Ciertamente, es a través de la normalización que podemos vivir en sociedad. Imponer normas, legales y morales, considerar normal (la regla) lo que es común a todos, es el requisito para coexistir con otros, en todos los niveles de convivencia.
Ahora bien, la normalización extrema, siempre dañina, es básicamente una necesidad emocional, que consiste en “anormalizar” a otros desde la intolerancia, imponiendo reglas sociales reprobatorias o incluso prohibitivas, a través de la violencia de cualquier tipo, lo que da como consecuencia, entre otros males sociales, discriminación, guerras y bullying.
Desarrollamos creencias y conductas que llevan como objetivo humillar en grupo a nuestros semejantes, de manera que “sientan” su “anormalidad” y ellos mismos se marginen o luchen por alcanzar aprobación. En el primer caso producimos resentidos sociales; en el segundo, enajenados.
Luego nos preguntamos por qué la juventud se organiza en pandillas, grupos que adoptan su identidad a partir de formas contraculturales, a veces ilegales, de actuar.

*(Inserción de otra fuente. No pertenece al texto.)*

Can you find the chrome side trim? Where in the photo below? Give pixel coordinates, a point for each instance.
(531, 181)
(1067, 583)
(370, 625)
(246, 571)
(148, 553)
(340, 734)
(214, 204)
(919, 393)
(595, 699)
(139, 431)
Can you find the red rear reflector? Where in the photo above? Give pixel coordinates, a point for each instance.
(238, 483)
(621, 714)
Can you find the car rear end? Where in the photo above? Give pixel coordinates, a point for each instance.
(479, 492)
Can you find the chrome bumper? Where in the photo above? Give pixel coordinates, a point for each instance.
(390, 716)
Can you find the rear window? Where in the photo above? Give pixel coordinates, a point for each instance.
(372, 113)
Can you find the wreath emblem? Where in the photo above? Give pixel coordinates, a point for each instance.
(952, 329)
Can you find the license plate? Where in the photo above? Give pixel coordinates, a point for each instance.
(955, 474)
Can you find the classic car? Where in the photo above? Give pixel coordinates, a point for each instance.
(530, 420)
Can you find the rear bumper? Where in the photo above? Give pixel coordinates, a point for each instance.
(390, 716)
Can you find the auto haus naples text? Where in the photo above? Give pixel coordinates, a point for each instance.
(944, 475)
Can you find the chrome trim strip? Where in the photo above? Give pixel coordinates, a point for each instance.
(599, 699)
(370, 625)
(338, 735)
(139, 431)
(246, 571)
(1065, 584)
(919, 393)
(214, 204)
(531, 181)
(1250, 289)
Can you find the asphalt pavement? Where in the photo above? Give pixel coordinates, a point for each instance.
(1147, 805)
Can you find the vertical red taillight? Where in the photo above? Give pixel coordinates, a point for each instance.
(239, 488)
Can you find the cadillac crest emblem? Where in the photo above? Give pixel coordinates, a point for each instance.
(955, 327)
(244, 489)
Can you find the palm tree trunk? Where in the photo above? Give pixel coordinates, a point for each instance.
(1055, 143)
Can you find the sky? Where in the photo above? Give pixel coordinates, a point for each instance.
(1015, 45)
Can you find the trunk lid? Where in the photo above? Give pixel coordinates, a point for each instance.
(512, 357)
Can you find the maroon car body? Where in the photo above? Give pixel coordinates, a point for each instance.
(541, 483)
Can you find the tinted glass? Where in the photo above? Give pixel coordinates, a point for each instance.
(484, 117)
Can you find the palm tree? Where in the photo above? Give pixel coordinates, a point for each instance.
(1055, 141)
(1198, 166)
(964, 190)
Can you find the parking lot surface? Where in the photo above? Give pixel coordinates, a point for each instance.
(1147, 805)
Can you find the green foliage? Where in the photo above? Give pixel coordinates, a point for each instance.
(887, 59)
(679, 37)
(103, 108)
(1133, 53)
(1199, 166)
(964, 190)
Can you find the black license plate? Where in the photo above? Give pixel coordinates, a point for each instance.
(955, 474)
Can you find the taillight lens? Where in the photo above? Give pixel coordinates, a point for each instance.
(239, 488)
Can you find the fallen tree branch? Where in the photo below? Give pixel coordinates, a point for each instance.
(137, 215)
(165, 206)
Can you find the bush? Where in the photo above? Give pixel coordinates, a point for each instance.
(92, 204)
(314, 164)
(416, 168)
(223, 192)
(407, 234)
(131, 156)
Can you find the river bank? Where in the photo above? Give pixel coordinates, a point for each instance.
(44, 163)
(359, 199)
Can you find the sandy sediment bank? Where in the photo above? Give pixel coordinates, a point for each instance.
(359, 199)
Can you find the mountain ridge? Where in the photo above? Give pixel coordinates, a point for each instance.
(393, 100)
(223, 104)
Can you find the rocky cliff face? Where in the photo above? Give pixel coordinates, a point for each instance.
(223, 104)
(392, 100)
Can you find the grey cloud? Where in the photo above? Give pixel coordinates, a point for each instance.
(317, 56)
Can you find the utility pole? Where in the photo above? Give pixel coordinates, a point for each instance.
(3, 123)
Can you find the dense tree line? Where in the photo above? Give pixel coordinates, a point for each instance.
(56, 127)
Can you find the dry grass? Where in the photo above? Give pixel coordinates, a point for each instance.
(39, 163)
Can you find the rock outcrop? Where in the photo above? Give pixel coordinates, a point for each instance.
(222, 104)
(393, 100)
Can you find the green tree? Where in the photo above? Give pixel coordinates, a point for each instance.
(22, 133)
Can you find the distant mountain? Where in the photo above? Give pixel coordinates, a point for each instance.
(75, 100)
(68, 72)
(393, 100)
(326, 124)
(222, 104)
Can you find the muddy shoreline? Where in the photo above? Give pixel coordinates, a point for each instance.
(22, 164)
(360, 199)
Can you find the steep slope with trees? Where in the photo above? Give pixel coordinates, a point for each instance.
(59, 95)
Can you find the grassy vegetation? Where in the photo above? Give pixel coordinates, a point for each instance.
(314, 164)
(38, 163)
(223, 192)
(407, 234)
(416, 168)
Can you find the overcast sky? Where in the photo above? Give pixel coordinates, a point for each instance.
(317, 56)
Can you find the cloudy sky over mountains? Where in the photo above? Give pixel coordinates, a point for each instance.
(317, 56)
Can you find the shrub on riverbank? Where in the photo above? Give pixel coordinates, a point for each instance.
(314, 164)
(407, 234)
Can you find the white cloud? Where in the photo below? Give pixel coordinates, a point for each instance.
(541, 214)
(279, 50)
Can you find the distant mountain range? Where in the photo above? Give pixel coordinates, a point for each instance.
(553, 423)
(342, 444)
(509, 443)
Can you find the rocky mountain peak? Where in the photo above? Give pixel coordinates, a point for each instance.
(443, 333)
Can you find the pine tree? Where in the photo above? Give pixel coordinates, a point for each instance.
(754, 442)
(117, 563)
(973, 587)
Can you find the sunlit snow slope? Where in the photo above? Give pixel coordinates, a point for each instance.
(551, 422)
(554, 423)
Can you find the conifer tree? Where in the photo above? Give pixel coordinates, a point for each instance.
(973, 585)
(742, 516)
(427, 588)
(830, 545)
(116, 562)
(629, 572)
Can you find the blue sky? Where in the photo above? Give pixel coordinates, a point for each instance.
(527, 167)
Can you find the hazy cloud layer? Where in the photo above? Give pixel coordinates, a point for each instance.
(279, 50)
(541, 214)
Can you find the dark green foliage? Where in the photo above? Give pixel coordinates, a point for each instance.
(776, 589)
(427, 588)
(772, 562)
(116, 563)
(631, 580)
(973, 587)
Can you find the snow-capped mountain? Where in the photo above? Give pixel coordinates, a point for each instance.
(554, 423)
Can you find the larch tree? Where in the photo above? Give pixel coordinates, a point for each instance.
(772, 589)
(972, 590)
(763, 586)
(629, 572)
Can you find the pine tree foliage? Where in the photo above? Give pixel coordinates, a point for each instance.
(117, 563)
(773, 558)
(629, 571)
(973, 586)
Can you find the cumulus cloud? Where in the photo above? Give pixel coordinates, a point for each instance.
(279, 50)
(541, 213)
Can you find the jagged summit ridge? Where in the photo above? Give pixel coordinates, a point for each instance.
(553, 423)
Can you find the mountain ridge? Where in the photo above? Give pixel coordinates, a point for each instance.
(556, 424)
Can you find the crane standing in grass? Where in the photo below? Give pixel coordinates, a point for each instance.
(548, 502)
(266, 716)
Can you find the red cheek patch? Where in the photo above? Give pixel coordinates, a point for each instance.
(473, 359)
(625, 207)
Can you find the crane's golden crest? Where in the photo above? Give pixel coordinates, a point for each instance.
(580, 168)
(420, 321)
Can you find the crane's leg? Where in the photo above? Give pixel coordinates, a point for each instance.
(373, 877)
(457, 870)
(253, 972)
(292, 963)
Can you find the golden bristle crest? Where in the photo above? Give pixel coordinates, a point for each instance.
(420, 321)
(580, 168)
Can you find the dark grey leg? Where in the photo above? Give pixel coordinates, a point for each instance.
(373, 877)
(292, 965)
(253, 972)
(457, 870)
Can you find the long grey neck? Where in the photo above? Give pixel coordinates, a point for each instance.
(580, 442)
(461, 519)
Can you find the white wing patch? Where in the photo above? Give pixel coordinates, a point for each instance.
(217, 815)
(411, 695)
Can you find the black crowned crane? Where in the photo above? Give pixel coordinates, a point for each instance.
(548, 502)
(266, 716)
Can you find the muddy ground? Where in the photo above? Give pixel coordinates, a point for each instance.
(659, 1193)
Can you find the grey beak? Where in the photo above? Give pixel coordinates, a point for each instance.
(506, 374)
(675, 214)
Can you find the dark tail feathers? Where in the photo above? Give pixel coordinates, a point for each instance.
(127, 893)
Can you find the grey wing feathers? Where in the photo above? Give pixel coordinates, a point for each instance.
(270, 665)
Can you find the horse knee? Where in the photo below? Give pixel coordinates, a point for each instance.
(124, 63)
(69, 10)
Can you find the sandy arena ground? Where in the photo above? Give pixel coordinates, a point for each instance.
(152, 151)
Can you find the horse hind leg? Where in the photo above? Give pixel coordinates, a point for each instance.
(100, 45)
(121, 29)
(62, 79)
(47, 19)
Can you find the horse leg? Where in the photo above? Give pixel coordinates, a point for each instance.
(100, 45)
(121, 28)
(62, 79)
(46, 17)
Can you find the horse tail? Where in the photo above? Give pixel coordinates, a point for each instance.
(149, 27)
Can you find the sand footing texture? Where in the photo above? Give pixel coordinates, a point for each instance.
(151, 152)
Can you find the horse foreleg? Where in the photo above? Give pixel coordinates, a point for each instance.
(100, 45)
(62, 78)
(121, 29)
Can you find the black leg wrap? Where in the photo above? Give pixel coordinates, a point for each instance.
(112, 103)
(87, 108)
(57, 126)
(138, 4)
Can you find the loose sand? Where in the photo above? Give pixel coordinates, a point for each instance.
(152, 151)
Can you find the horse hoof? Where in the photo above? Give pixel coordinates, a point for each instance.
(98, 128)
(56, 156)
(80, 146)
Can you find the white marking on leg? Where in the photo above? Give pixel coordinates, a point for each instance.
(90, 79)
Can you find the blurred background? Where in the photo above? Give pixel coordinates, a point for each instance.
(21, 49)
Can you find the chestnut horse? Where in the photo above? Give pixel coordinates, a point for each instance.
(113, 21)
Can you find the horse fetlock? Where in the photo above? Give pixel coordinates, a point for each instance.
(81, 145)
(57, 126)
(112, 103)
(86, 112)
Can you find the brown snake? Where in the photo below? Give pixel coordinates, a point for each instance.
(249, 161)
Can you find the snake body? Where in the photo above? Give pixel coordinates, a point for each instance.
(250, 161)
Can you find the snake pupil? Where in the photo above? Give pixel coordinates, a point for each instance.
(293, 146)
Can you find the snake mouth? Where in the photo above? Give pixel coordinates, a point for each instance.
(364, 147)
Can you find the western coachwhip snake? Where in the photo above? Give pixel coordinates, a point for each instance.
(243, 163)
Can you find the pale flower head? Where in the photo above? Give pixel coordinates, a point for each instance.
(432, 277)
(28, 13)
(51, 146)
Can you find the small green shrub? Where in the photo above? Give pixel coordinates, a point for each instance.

Lo “normal” no es más que un concepto, que se elabora, no desde lo que se acepta, sino desde lo que se rechaza, lo que asusta, perturba y desestabiliza. Comenzamos por señalar lo que no debiera ser, lo anormal; lo describimos y detallamos, lo detestamos. Muy probablemente seamos incluso incapaces de identificar con claridad lo normal, que es simplemente lo propio, contra la “anormalidad” de lo ajeno.
La normalización, a nivel personal, es la única forma de mantenerse en la zona de confort, porque nos aterra lo que hay fuera de ella, por más alentador de parezca. Nos mantenemos así en la normalidad del maltrato intrafamiliar, la violencia de género y por diversidad sexual, de la mentira y de la pobreza. Como es normal “es la verdad”.
Convertidas en verdad una circunstancia, situación, idea y/o emoción que llegaron para movernos, hacernos cambiar, pero se enquistaron en nuestras vidas por nuestro miedo a enfrentarlas, somos capaces de sostener verdaderos tormentos durante tanto tiempo como sea posible, a pesar de las vidas que ello cueste, del sufrimiento que signifique, de la indignidad que acarree, hasta que un día “revienta la burbuja” y dejamos de admitirlo y permitirlo, entonces construimos nuevas reglas de equidad, tanto a nivel personal como social, pero muchas de ellas vienen ya con la semilla de lo que será su propio exceso y se volverán a convertir, a la larga, si no es que antes, en otro horror normalizado.
Usando pues la herramienta de sobrevivencia de la normalización como arma de sometimiento o destrucción, estigmatizamos a nuestros semejantes, lo marginamos y los expulsamos del ámbito de lo normal, por tanto, los dejamos sin posibilidad de aceptación, eso que por otra parte nosotros buscamos desesperadamente, tanto como para arrebatarle a otros la posibilidad de tenerlo o simplemente negárselos, porque lo propio “es mejor” y porque no podemos dar lo que no tenemos.
En este relato de los absurdos de la humanidad, la normalización viene sostenida siempre, para poder existir, de una de las formas más persistentes, extendidas y recurridas de negación: la simulación. Hacemos como que no está pasando hasta que desaparece de nuestra conciencia. Nos sacamos solos los ojos de la atención, como un Edipo mental, para no darnos cuenta de nuestra realidad, de lo que hemos hecho o estamos haciendo, de lo que ocasionamos con ello, porque necesitamos, ante todo, satisfacer nuestras carencias y compensar las heridas de la infancia, que son los únicos motivos por los cuales podemos despreciar a quienes son nuestros iguales.
En el fondo sabemos la verdad, y nos aferramos a la mentira, la normalizamos y establecemos un nuevo régimen de horror. Establecemos el reinado de Edipo.